Par acte sous signature électronique du 29 août 2021, [D] SA s’est portée caution solidaire des engagements souscrits par Mme [K] [N] [R] au titre dudit contrat.
Des difficultés de paiement étant survenues, Résidences Services Gestion SAS a sollicité des paiements de la part de la caution [D] SA.
Résidences Services Gestion SAS a dans le même temps fait signifier à Mme [K] [N] [R], par exploit de commissaire de justice du 9 octobre 2024 un commandement de payer les loyers pour une somme principale de 2 922,31 € visant la clause résolutoire.
Par exploit de commissaire de justice en date du 21 janvier 2025, Résidences Services Gestion SAS et [D] SA ont fait assigner Mme [K] [N] [R] devant le juge des contentieux de la protection de la chambre des contentieux de proximité du Tribunal judiciaire de Bobigny, à l’audience du 19 mai 2025 aux fins, principalement, d’obtenir le paiement des arriérés de loyer et l’expulsion du locataire.

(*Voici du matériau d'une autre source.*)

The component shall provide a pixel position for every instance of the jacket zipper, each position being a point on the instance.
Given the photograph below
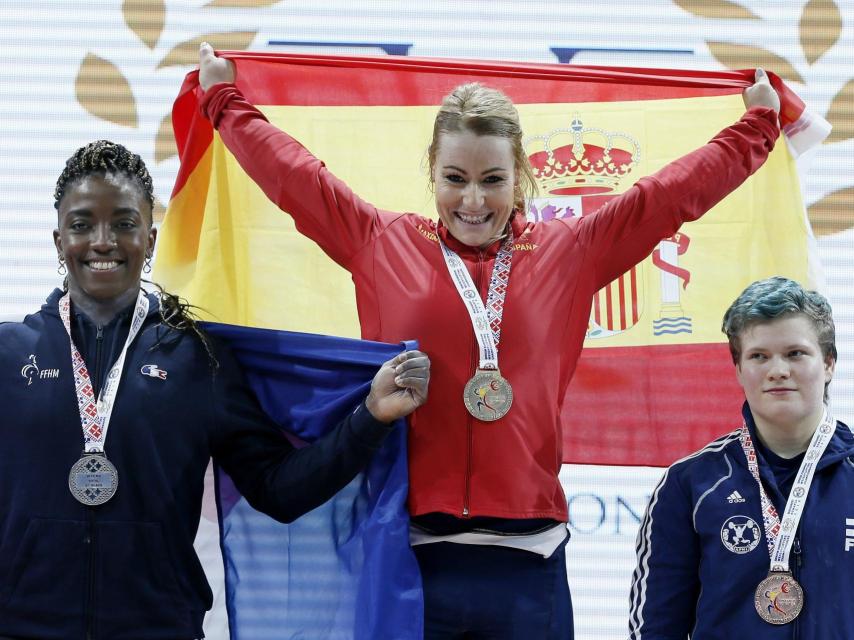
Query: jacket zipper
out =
(475, 361)
(796, 571)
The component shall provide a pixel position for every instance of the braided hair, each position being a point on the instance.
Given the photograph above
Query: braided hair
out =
(103, 158)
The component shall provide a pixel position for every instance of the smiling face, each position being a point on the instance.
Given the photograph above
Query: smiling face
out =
(783, 373)
(475, 178)
(105, 233)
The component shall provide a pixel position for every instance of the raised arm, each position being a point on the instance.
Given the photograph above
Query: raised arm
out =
(285, 482)
(324, 208)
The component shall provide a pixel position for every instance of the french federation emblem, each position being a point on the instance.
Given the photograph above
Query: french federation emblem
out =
(153, 371)
(740, 534)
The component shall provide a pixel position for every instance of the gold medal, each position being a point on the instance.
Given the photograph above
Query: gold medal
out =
(487, 395)
(779, 598)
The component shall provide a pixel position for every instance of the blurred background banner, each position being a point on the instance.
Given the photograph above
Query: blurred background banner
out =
(64, 83)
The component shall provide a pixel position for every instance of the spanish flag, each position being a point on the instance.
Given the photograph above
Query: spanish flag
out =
(655, 374)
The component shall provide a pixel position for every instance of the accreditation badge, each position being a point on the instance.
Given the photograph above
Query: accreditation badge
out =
(779, 598)
(487, 395)
(93, 480)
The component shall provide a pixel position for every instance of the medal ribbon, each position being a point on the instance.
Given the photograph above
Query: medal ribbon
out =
(485, 320)
(95, 415)
(780, 534)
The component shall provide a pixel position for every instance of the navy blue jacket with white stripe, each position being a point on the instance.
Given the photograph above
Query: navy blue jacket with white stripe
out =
(127, 570)
(702, 548)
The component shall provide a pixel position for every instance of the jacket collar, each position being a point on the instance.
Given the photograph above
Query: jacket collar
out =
(51, 305)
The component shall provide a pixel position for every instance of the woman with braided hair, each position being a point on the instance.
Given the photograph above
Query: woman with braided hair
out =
(96, 532)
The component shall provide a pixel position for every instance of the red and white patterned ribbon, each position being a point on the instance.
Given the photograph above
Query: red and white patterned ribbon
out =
(780, 534)
(485, 320)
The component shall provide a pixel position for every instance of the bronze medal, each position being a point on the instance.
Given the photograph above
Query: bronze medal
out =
(779, 598)
(487, 395)
(93, 480)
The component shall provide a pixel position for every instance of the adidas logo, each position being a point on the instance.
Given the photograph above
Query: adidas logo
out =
(734, 497)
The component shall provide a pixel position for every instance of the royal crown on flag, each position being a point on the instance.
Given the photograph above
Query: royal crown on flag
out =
(581, 160)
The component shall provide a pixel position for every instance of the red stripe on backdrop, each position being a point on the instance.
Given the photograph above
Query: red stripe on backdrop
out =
(315, 80)
(633, 273)
(653, 405)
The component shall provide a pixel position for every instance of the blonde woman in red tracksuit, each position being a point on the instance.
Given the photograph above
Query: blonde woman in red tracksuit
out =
(487, 509)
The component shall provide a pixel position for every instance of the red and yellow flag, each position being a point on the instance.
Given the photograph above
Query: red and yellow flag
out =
(655, 380)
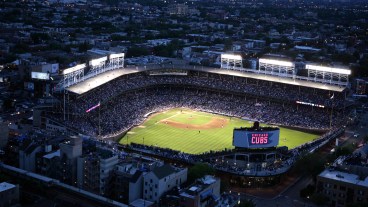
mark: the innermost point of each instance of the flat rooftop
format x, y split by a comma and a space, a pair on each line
103, 78
99, 80
344, 177
4, 186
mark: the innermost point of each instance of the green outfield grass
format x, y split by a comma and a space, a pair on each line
197, 132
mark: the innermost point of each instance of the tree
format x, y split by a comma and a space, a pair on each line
199, 170
246, 203
310, 164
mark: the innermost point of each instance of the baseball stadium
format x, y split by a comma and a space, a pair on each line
250, 123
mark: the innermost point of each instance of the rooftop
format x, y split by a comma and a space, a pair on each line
52, 154
4, 186
103, 78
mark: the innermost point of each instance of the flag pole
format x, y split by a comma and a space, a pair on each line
99, 119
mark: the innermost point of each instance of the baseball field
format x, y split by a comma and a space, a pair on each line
196, 132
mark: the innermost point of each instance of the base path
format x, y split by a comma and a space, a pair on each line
212, 124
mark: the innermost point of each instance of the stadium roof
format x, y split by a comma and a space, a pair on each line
98, 80
103, 78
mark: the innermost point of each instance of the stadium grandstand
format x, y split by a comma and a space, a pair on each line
126, 94
106, 99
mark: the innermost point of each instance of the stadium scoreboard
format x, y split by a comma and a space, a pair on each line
256, 137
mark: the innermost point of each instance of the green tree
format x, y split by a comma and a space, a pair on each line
310, 164
199, 170
246, 203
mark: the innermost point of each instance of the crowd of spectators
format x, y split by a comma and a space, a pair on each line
259, 88
128, 110
220, 160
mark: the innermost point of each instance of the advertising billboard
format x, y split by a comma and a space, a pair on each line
40, 76
256, 139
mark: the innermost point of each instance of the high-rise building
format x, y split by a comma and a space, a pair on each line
162, 179
9, 194
70, 150
95, 171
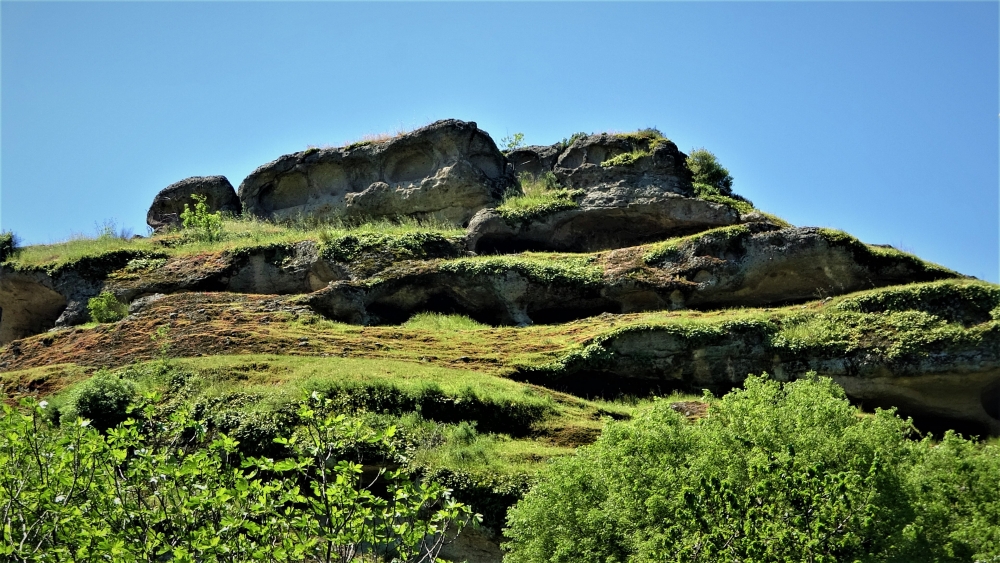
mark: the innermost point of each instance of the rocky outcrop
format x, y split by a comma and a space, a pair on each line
35, 300
169, 203
594, 227
448, 171
751, 265
628, 189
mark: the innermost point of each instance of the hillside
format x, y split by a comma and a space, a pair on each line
498, 307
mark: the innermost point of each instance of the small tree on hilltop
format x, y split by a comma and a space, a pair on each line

Résidences Services Gestion SAS et [D] SA, comparantes, représentées, actualisent oralement le contenu de leur assignation et demandent au juge des contentieux de la protection de la chambre des contentieux de proximité du Tribunal judiciaire de Bobigny de :
o à titre principal, constater l’acquisition de la clause résolutoire au 9 décembre 2024 ;
o à titre subsidiaire, prononcer la résiliation judiciaire du contrat de bail ;
o en tout état de cause :
? ordonner l’expulsion de Mme [K] [N] [R] ainsi que de tout occupant de leur chef, au besoin avec le concours de la force publique ;
? dire que le sort des meubles sera régi dans les conditions prévues par le code des procédures civiles d’exécution ;
? condamner Mme [K] [N] [R] à payer :
? la somme de 2 038,70 € à valoir sur l’arriéré des loyers et charges dû avec intérêts au taux légal à compter de la délivrance de l’assignation selon la répartition suivante :
o 0 euro à Résidences Services Gestion SAS :
o 2 038,70 euros à [D] SA ;
? une indemnité d’occupation à Résidences Services Gestion SAS d’un montant égal au montant du loyer et des charges qui auraient été payés en l’absence de résiliation du bail et ce jusqu’à la libération effective des lieux ;
? une somme de 1 000,00 € au titre de l’article 700 du code de procédure civile ;
? les entiers dépens de la présente procédure, en ce inclus le coût du commandement.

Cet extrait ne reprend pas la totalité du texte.